### abstract ###
Spike timing is precise in the auditory system and it has been argued that it conveys information about auditory stimuli, in particular about the location of a sound source.
However, beyond simple time differences, the way in which neurons might extract this information is unclear and the potential computational advantages are unknown.
The computational difficulty of this task for an animal is to locate the source of an unexpected sound from two monaural signals that are highly dependent on the unknown source signal.
In neuron models consisting of spectro-temporal filtering and spiking nonlinearity, we found that the binaural structure induced by spatialized sounds is mapped to synchrony patterns that depend on source location rather than on source signal.
Location-specific synchrony patterns would then result in the activation of location-specific assemblies of postsynaptic neurons.
We designed a spiking neuron model which exploited this principle to locate a variety of sound sources in a virtual acoustic environment using measured human head-related transfer functions.
The model was able to accurately estimate the location of previously unknown sounds in both azimuth and elevation in a known acoustic environment.
We found that multiple representations of different acoustic environments could coexist as sets of overlapping neural assemblies which could be associated with spatial locations by Hebbian learning.
The model demonstrates the computational relevance of relative spike timing to extract spatial information about sources independently of the source signal.
### introduction ###
Animals must be able to rapidly estimate the location of the source of an unexpected sound, for example to escape a predator.
This is a challenging task because the acoustic signals at the two ears vary with both the source signal and the acoustic environment, and information about source location must be extracted independently of other causes of variability.
Psychophysical studies have shown that source localization relies on a variety of acoustic cues such as interaural time and level differences and spectral cues CITATION.
At a neuronal level, spike timing has been shown to convey information about auditory stimuli CITATION, CITATION, and in particular about source location CITATION, CITATION.
Although it is well accepted that ITDs can be extracted from phase-locked responses, it is unknown how information beyond this could be extracted from the spike timing of neurons.
In addition, the potential computational advantages of a spike timing code in this task are unclear.

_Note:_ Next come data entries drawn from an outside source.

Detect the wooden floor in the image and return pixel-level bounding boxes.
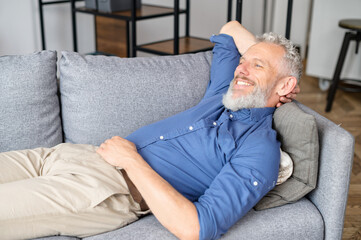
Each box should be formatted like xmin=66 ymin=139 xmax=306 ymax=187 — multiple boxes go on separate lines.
xmin=297 ymin=76 xmax=361 ymax=240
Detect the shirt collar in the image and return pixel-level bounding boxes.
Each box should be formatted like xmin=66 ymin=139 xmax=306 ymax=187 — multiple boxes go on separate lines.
xmin=226 ymin=107 xmax=276 ymax=122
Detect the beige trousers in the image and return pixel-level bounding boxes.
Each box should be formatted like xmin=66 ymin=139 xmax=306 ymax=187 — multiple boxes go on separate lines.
xmin=0 ymin=143 xmax=144 ymax=239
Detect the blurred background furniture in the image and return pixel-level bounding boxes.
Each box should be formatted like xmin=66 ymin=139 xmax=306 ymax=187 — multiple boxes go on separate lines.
xmin=326 ymin=19 xmax=361 ymax=112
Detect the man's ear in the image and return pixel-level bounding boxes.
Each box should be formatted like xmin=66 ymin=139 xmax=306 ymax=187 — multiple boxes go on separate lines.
xmin=277 ymin=76 xmax=297 ymax=96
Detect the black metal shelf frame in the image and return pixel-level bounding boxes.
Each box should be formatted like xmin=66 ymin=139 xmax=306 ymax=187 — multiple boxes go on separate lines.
xmin=70 ymin=0 xmax=242 ymax=57
xmin=38 ymin=0 xmax=293 ymax=57
xmin=38 ymin=0 xmax=83 ymax=50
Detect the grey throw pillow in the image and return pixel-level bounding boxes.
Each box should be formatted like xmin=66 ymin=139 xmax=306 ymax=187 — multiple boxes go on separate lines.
xmin=255 ymin=102 xmax=319 ymax=210
xmin=0 ymin=51 xmax=62 ymax=152
xmin=60 ymin=52 xmax=212 ymax=145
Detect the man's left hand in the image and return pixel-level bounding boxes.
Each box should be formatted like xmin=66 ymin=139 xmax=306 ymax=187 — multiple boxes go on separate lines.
xmin=276 ymin=84 xmax=301 ymax=107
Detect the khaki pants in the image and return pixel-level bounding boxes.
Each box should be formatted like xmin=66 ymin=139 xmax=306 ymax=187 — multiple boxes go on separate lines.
xmin=0 ymin=144 xmax=144 ymax=239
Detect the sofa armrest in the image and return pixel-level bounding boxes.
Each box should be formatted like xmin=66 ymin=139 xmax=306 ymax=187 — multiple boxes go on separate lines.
xmin=297 ymin=102 xmax=355 ymax=239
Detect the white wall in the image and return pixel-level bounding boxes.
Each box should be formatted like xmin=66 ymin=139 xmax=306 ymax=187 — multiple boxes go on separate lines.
xmin=0 ymin=0 xmax=311 ymax=56
xmin=306 ymin=0 xmax=361 ymax=80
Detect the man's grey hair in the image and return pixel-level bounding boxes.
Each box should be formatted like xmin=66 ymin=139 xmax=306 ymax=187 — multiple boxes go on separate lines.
xmin=256 ymin=32 xmax=302 ymax=82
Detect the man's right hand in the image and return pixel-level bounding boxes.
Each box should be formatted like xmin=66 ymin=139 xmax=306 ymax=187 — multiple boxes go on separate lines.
xmin=276 ymin=84 xmax=301 ymax=107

The sound S produced by a source propagates to the ears and is transformed by the presence of the head, body and pinnae, and possibly other aspects of the acoustic environment.
It results in two linearly filtered signals F L S and F R S at the two ears, where the filtering depends on the relative position of the head and source.

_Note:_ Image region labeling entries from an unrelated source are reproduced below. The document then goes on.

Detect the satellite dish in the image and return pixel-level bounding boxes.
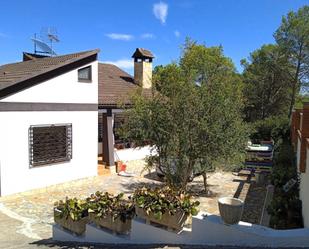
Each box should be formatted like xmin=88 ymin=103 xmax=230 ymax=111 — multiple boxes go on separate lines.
xmin=31 ymin=38 xmax=56 ymax=55
xmin=31 ymin=28 xmax=60 ymax=56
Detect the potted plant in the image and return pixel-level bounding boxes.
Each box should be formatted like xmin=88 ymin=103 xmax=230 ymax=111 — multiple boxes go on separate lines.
xmin=133 ymin=187 xmax=200 ymax=231
xmin=218 ymin=197 xmax=244 ymax=225
xmin=54 ymin=198 xmax=88 ymax=235
xmin=87 ymin=191 xmax=135 ymax=234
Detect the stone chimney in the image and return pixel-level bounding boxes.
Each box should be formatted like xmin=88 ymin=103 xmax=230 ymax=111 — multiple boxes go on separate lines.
xmin=132 ymin=48 xmax=154 ymax=89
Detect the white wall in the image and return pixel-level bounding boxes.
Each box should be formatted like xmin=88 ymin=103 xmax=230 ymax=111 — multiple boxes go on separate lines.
xmin=299 ymin=148 xmax=309 ymax=227
xmin=0 ymin=61 xmax=98 ymax=103
xmin=0 ymin=61 xmax=98 ymax=196
xmin=0 ymin=111 xmax=98 ymax=196
xmin=53 ymin=213 xmax=309 ymax=248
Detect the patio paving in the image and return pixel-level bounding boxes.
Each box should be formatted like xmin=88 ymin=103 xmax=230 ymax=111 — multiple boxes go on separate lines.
xmin=0 ymin=161 xmax=262 ymax=248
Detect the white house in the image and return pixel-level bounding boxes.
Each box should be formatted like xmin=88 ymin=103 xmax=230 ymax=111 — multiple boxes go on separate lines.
xmin=0 ymin=50 xmax=99 ymax=196
xmin=0 ymin=48 xmax=154 ymax=196
xmin=291 ymin=103 xmax=309 ymax=227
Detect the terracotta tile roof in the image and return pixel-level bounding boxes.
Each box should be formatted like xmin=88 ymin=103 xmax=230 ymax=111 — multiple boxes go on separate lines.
xmin=0 ymin=49 xmax=99 ymax=91
xmin=132 ymin=48 xmax=154 ymax=58
xmin=98 ymin=63 xmax=151 ymax=107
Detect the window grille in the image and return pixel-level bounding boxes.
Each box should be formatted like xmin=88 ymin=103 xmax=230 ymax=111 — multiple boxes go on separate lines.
xmin=29 ymin=124 xmax=72 ymax=167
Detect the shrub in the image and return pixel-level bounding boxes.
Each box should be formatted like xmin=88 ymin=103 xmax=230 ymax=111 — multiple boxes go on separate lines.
xmin=268 ymin=139 xmax=302 ymax=229
xmin=87 ymin=191 xmax=135 ymax=222
xmin=251 ymin=116 xmax=290 ymax=144
xmin=54 ymin=198 xmax=88 ymax=221
xmin=133 ymin=187 xmax=200 ymax=220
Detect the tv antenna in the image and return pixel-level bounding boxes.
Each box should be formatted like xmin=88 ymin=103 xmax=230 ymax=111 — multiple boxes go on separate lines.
xmin=31 ymin=28 xmax=60 ymax=56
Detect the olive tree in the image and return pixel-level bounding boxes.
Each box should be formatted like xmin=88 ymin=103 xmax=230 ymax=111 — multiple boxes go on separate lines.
xmin=124 ymin=40 xmax=247 ymax=190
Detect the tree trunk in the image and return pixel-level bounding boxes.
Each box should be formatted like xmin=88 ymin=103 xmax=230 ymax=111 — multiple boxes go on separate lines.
xmin=202 ymin=171 xmax=207 ymax=194
xmin=289 ymin=45 xmax=302 ymax=118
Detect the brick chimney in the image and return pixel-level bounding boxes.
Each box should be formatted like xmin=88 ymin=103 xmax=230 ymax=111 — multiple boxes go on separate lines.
xmin=299 ymin=102 xmax=309 ymax=173
xmin=132 ymin=48 xmax=154 ymax=89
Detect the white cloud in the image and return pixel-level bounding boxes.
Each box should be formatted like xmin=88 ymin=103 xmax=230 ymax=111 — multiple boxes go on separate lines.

Because the two signals are obtained from the same source signal, the binaural stimulus has a particular structure, which is indicative of source location.
When these signals are transformed into spike trains, we expect that this structure is transformed into synchrony patterns.

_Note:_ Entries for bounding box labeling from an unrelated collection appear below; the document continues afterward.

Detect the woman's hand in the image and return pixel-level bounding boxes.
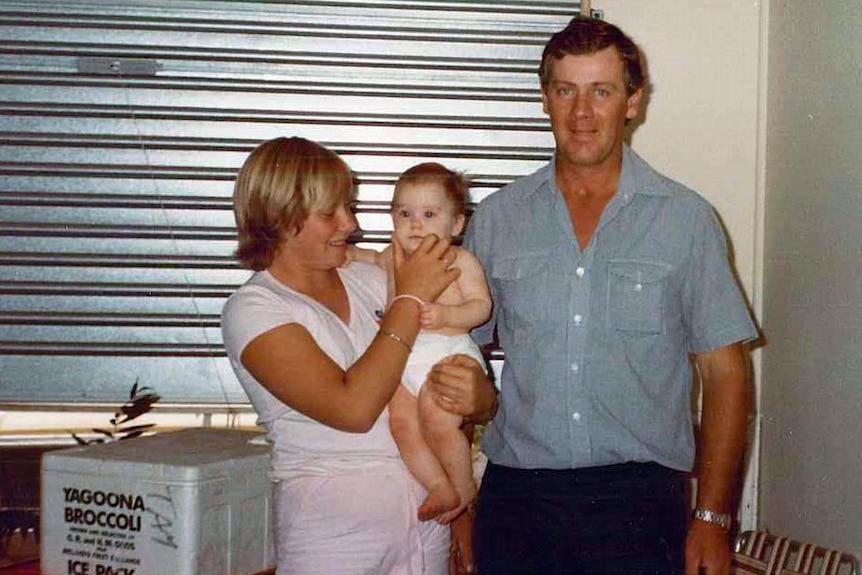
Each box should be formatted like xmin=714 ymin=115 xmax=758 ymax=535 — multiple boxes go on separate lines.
xmin=392 ymin=234 xmax=461 ymax=302
xmin=425 ymin=354 xmax=497 ymax=424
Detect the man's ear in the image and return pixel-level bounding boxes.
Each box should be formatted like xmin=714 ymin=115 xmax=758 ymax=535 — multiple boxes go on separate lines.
xmin=626 ymin=88 xmax=644 ymax=120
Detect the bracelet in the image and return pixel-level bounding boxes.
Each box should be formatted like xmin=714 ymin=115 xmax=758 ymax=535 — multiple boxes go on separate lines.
xmin=379 ymin=328 xmax=413 ymax=353
xmin=389 ymin=293 xmax=425 ymax=307
xmin=691 ymin=507 xmax=730 ymax=531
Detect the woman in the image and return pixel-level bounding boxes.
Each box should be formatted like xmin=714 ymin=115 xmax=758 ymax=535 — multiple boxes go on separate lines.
xmin=222 ymin=138 xmax=496 ymax=575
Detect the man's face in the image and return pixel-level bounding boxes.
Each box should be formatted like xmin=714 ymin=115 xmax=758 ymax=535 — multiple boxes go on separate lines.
xmin=542 ymin=47 xmax=643 ymax=173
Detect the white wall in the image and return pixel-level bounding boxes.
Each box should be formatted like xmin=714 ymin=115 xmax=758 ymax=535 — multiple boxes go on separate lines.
xmin=760 ymin=0 xmax=862 ymax=556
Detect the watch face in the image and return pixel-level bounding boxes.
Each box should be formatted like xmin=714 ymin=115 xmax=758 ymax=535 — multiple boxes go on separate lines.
xmin=692 ymin=509 xmax=730 ymax=529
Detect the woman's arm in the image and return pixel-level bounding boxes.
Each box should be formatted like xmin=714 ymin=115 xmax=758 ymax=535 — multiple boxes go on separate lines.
xmin=240 ymin=236 xmax=459 ymax=433
xmin=425 ymin=355 xmax=499 ymax=424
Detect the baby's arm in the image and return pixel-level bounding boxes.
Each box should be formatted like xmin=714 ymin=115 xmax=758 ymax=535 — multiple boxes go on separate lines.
xmin=421 ymin=248 xmax=492 ymax=330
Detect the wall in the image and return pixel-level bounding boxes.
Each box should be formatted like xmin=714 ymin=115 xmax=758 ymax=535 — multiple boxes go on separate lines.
xmin=760 ymin=0 xmax=862 ymax=556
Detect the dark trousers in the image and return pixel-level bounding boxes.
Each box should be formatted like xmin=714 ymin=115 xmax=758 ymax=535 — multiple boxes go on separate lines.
xmin=474 ymin=463 xmax=688 ymax=575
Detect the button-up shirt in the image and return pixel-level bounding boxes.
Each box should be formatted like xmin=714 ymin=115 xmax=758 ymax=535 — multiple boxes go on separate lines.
xmin=465 ymin=147 xmax=757 ymax=470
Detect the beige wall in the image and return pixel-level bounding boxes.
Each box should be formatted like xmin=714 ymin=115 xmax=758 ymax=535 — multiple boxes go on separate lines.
xmin=604 ymin=0 xmax=765 ymax=529
xmin=760 ymin=0 xmax=862 ymax=556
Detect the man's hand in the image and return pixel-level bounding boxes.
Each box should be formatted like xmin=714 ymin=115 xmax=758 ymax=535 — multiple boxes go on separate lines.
xmin=685 ymin=520 xmax=731 ymax=575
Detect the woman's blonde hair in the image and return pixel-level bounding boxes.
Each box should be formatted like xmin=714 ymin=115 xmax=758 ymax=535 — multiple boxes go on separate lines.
xmin=233 ymin=137 xmax=355 ymax=271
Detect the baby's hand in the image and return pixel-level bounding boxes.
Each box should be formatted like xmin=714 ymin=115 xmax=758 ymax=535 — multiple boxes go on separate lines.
xmin=419 ymin=303 xmax=446 ymax=329
xmin=340 ymin=244 xmax=359 ymax=268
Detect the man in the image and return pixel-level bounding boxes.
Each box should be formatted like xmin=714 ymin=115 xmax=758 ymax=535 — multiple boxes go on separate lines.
xmin=465 ymin=17 xmax=757 ymax=575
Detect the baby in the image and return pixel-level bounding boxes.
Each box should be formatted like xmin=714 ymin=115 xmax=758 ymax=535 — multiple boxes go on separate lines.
xmin=351 ymin=163 xmax=491 ymax=524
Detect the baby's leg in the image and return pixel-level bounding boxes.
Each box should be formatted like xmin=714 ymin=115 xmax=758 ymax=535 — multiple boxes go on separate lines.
xmin=389 ymin=386 xmax=460 ymax=521
xmin=419 ymin=387 xmax=477 ymax=523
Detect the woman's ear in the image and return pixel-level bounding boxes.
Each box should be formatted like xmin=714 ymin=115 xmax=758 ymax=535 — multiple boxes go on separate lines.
xmin=452 ymin=214 xmax=467 ymax=236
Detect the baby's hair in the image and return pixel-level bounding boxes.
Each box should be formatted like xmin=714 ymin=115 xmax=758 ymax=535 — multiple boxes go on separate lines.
xmin=395 ymin=162 xmax=470 ymax=215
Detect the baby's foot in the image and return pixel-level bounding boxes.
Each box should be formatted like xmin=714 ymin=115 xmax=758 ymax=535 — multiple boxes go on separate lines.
xmin=435 ymin=482 xmax=479 ymax=525
xmin=418 ymin=482 xmax=461 ymax=522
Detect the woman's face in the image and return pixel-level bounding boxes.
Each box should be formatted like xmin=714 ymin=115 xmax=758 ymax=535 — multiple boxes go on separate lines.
xmin=276 ymin=204 xmax=356 ymax=269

Therefore, we examined the synchrony patterns induced by spatialized sounds in neuron models consisting of spectro-temporal filtering and a spiking nonlinearity, where binaural signals were obtained using a variety of sound sources filtered through measured human head-related transfer functions.
We then complemented the model with postsynaptic neurons responding to both sides, so that synchrony patterns induced by binaural structure resulted in the activation of location-specific assemblies of neurons.
The model was able to precisely encode the source location in the activation of a neural assembly, in a way that was independent of the source signal.
Several influential models have addressed the mechanisms of sound localization at an abstract level CITATION CITATION.
Considerable progress has also been realized in understanding the physiological mechanisms of cue extraction, in particular neural mechanisms underlying ITD sensitivity CITATION CITATION.
These studies mostly used simplified binaural stimuli such as tones or noise bursts with artificially induced ITDs.
Several purely computational models CITATION CITATION address the full problem of sound localization in a virtual acoustic environment with realistic sounds, although these do not suggest how neurons might perform this task.
Here we propose a binaural neural model that performs the full localization task in a more realistic situation, based on the idea that synchrony reflects structural properties of stimuli, which in this setting are indicative of source location.